Yellowjackets is a collective fever dream
Yellowjackets is a collective fever dream, a streamed microdose to bring out the best and worst of our past selves. It’s a meticulously-designed mirror that reproduces the neuroses of high-school teenhood: the small, fierce insecurities; the volcanic outbursts; the shifting alliances. When we see Jackie staring daggers at Shauna getting close to other girls, I can remember just how that white-hot paranoia and jealousy feels in my bones. Shauna and Jackie’s big finale showdown is built on the social rituals and power dynamics of every archetypal popular-girl story ever told — the kind of stuff that fueled the all-girls boarding school I went to and the kind of stuff you outgrow (hopefully) and shed like a skin. In harnessing this power, Yellowjackets does something sacred and brings back all of that angst and energy to channel into its viewers.
It’s not just a show about the visceral pains of teenhood (nor the limbo of adulthood) but the paper-thin membranes between trauma and PTSD and hysteria and reality. On a very basic level, the show is an exploration of figurative and literal interiors and exteriors, peppered with the sort of dark humor that shares a satirical heritage with Heathers. It’s a simple formula: mix one part horror / suspense with gnarly gore, a sprinkling of dark jokes, and one part drama with a particularly alluring flavor of retrospection that sucks the viewer in like a force of nature. At the same time, it doesn’t take itself too seriously, which is its saving grace. It’s messy and melodramatic as hell, and if you think you were any better than this in high school, you’re a liar.
In the finale, we come back to Allie at the Yellowjackets’ 25th high school reunion, still trying to insert herself into the narrative, riding high on her position as class chair.

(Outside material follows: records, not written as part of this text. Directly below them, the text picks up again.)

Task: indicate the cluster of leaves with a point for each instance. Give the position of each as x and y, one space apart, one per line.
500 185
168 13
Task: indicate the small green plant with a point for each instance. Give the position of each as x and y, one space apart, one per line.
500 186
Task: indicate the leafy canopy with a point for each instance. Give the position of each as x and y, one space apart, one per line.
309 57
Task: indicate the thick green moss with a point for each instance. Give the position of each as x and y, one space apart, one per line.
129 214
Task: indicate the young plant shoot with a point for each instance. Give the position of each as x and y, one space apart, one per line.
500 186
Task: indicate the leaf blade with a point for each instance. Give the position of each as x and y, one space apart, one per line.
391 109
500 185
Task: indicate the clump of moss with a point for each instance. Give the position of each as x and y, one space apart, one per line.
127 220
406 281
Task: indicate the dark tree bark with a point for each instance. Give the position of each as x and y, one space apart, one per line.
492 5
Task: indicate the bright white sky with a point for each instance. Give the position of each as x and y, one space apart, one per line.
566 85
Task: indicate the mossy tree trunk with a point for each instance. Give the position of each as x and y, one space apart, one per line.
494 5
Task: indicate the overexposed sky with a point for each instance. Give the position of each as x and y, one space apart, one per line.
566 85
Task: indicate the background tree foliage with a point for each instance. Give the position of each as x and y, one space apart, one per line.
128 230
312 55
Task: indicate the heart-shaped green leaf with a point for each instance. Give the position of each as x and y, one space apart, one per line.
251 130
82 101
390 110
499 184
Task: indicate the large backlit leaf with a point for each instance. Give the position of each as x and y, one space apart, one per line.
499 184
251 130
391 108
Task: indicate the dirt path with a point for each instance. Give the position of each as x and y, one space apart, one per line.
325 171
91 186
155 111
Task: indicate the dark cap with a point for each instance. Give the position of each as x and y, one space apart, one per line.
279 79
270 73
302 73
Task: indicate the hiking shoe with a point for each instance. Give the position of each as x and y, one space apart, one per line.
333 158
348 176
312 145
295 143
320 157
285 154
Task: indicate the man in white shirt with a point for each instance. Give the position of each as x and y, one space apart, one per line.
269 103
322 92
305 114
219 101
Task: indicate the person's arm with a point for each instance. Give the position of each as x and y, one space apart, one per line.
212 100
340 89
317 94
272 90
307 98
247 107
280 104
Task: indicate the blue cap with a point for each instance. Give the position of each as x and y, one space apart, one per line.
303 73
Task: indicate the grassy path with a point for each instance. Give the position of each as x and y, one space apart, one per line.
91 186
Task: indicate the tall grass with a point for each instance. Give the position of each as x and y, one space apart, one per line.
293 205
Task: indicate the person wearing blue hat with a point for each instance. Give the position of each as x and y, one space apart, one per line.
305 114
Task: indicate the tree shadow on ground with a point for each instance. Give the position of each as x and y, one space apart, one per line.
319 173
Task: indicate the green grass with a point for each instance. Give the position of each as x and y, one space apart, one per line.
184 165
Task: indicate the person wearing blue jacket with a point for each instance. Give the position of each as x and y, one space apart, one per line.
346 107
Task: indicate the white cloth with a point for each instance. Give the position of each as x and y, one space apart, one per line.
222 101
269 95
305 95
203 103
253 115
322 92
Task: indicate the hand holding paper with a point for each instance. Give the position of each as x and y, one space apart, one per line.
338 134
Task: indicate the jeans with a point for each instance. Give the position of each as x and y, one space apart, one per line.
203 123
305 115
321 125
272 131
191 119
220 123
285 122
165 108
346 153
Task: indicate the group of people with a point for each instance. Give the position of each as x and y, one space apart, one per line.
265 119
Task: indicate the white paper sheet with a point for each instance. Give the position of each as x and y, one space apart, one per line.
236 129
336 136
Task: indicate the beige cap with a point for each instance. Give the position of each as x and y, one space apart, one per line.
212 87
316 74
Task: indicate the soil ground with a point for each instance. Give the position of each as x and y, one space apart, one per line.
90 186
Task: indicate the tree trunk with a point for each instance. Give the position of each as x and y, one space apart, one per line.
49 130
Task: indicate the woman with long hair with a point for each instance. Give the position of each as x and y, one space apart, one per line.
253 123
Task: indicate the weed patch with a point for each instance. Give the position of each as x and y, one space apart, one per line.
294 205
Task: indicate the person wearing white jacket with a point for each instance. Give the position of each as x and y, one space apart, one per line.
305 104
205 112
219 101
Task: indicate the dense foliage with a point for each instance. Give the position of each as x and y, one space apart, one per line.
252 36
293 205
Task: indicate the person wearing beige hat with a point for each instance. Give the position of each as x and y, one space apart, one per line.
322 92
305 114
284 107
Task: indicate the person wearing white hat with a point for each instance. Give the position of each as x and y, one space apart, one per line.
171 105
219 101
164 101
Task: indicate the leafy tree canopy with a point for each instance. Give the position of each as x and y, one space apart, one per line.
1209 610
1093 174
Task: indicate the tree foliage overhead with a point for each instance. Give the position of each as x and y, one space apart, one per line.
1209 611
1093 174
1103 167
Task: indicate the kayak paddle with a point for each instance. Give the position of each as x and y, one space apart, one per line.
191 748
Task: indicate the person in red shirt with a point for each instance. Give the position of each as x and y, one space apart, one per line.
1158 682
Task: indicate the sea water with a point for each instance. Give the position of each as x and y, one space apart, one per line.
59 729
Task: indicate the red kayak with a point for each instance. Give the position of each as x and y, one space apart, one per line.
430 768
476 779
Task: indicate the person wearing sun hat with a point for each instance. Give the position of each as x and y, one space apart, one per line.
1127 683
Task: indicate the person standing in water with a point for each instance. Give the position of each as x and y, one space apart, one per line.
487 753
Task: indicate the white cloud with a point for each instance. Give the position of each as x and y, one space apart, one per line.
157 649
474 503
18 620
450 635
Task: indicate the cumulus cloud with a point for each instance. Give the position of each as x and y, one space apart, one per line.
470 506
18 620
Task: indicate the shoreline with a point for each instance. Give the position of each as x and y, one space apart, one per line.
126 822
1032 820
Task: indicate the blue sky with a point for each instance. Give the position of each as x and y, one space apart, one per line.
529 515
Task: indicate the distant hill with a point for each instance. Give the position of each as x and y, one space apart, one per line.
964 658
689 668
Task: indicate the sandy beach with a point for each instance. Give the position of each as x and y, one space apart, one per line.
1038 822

It’s full circle — the Yellowjackets’ story as a form of parasocial community lore, the surviving group objectified as a kind of aspirational trauma porn. It comes back to the way people talk about it all, which we replicate beautifully, almost gleefully as spectators. From a theatrical standpoint, it’s one of the most effective pseudo-participatory shows I’ve committed to in a long time, and it’s wild to think it was made in part as proof that girls can be as brutal as boys a la Lord of the Flies — gender essentialism aside, high school girls are powerful cacodemons, and you can bet in 2022, they absolutely know it.
This wouldn’t be a real Yellowjackets post if I didn’t cave and name a theory to end this all on and that it’s that our human sacrifice victim was possibly Lottie (tall-ish, long dark hair, last bearer of Jackie’s necklace). We’re supposed to think Lottie is still alive at the end of the season, thanks to her name being dropped in the last 30 seconds of the finale — but Yellowjackets clearly still has surprises up its sleeve. The fact that it was initially sold as a five-season show is a little concerning; this isn’t the sort of story that benefits from being drawn out too long. Still, when it comes to the way it speaks to its audience and prompts us to dissect its bones among ourselves, Yellowjackets is doing something really special right now that I haven’t seen or felt in years.